Contrary to popular belief, the gift-card industry didn’t invent Valentine’s Day. The holiday’s roots go back to Roman pagan rituals, which were held to save flocks of sheep from wolves. It’s not the most romantic of beginnings, but times have changed for Valentine’s Day.
“However Valentine’s Day came about, one thing is certain,” says Liya Lev Oertel, author of “Couple Care: The Best Advice from Happy Couples” (Meadowbrook Press). “It’s the only day of the year designated for intimacy. And with the hectic pace of our lives these days, is that such a bad thing?”
Valentine’s Day serves as a yearly wake-up call to couples: “Don’t forget you are lovers.” This is a call that Oertel has heeded.
“The day-by-day, minute-by-minute demands of work and home life all too easily undermine the intimacy we share with our partners,” Oertel says. “The only difference between the sex lives of 20-year-olds and 35-year-olds is time. The 20-year-olds have nothing but time, and 35-year-olds have everything but time. The older we get, the more we need to make intimacy something to cultivate rather than rely upon.”
The little things go a long way in stoking the embers of intimacy. Oertel shares seven ideas from “Couple Care: The Best Advice from Happy Couples.”
Turn off the Television
Keep yourselves from automatically reaching for the remote control. It might encourage you to reach for each other instead.
Take a Good Look
Make eye contact with your mate at least three times a day. See eye to eye with the person you share your life with.
Make a Date
Go on dates with each other regularly. Do this even if you’ve been together for years — especially if you’ve been together for years.
Hello and Goodbye
Acknowledge the arrival and departure of the most important person in your life. You don’t necessarily have to drop everything and rush to each other’s side, but simply show that you notice.
Close the Bathroom Door
Not everything has to be shared. Leave a little mystery in your relationship.

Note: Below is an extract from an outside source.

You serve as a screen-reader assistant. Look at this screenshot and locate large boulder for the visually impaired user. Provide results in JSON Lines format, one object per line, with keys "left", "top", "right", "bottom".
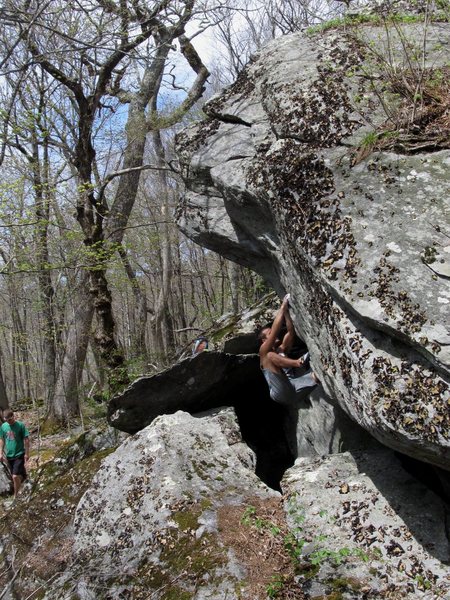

Flirt, no matter how long you have been together or how many children you have.
Just a Touch
Touch each other lovingly, just to make contact with the one you love.
“Valentine’s Day is a yearly reminder that you and your partner are lovers, but don’t forget the other 364 days,” Oertel says. Her book, “Couple Care: The Best Ideas from Happy Couples,” is full of helpful suggestions that couples can use throughout the year.